Thinking of skipping the floss? Your heart might thank you if you don’t. A new Hiroshima University (HU) study finds that the gum disease-causing bacterium Porphyromonas gingivalis (P. gingivalis) can enter the bloodstream and invade the heart. There, it quietly promotes a buildup of scar tissue (called fibrosis) that distorts the heart’s structure, interferes with electrical signaling, and increases the risk of atrial fibrillation (AFib).
Clinicians have long noticed that people with periodontitis, a common gum disease, appear to be more susceptible to cardiovascular problems. A recent meta-analysis shows that periodontitis is associated with a 30% higher risk of developing AFib, a potentially serious heart rhythm disorder that can lead to stroke, heart failure, and other life-threatening complications.
Globally, cases of atrial fibrillation (AFib) have nearly doubled in less than a decade, from 33.5 million cases in 2010 to about 60 million cases in 2019. Now, there’s a growing scientific curiosity about how gum disease might be contributing to this surge.
Past research has suggested that inflammation might be to blame. When immune cells in the gums band together to fight off infection, the chemical signals they release can inadvertently leak into the bloodstream, triggering systemic inflammation that can damage organs far from the mouth.
But inflammation isn’t the only threat that escapes the inflamed gums. Researchers have found DNA from harmful oral bacteria in heart muscle, valves, and even fatty arterial plaques. Among them, Porphyromonas gingivalis has received special attention for its role in a growing number of systemic diseases, including Alzheimer’s disease, diabetes, and certain cancers.
It has previously been detected in the brain, liver, and placenta.

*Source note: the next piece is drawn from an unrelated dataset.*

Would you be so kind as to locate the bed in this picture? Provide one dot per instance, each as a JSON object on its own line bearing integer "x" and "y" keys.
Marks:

But how it takes root in the heart has been unclear. The study, published in the journal Circulation, provides the first clear evidence that Porphyromonas gingivalis in the gums can enter the left atrium in animal models and humans, pointing to a potential microbial pathway linking periodontitis to atrial fibrillation.
Among the many periodontal bacteria, Porphyromonas gingivalis has a high pathogenicity for periodontitis and some systemic diseases outside the oral cavity. In this study, we explored two key questions: Does P. gingivalis migrate from periodontitis lesions to the left atrium? If so, does it induce the progression of atrial fibrosis and atrial fibrillation?
To mimic how P. gingivalis escapes the oral cavity and wreaks havoc elsewhere, the researchers created a mouse model using the invasive W83 strain of the bacterium. They divided 13-week-old male mice into two groups: one group had the strain introduced into the dental pulp and the other remained uninfected. Each group was further subdivided into subgroups and observed for 12 or 18 weeks to track cardiovascular risks of long-term exposure.
Intracardiac stimulation, a diagnostic technique for arrhythmias, showed no difference in AFib risk between infected and uninfected mice at 12 weeks. But by 18 weeks, tests showed that mice exposed to the bacteria were six times more likely to develop arrhythmias, with 30 percent of mice inducing AFib, compared with just 5 percent of controls. To determine if their model accurately replicated periodontitis, the researchers examined jaw bone lesions and found telltale signs of it.
They detected dental pulp caries and microabscesses caused by P. gingivalis. But the damage didn’t stop there. They also found the bacteria in the heart’s left atrium, where infected tissue had become stiff and fibrotic. Using loop-mediated isothermal amplification to detect specific genetic signatures, the team confirmed that the strain of P. gingivalis they had introduced was present in the heart.
In contrast, uninfected mice had healthy teeth, and heart tissue samples showed no trace of the bacteria. Twelve weeks after infection, mice exposed to P. gingivalis already had more heart scarring than uninfected mice. At 18 weeks, scarring in infected mice had climbed to 21.9 percent, compared with just 16.3 percent in controls, which may be related to aging, suggesting that P. gingivalis may not only trigger early heart damage but also accelerate its progression over time.
And this troubling link isn’t just seen in mice. In another human study, researchers analyzed tissue from the left atria of 68 AFib patients who underwent heart surgery. P. gingivalis was found there, too, and in greater numbers in people with severe gum disease.
Past studies have shown that P. gingivalis is able to invade host cells and evade destruction by autophagosomes, the cell’s garbage disposal machines. This ability to lurk inside cells suggests it could bypass immune defenses, trigger mild inflammation, and cause damage without being cleared.
Infected mice showed a surge in levels of galectin-3, a biomarker for fibrosis, and increased expression of the transforming growth factor 1 (Tgfb1) gene, a gene associated with inflammation and scarring. These findings suggest that brushing, flossing, and regular dental checkups may not only promote oral hygiene but also protect the heart.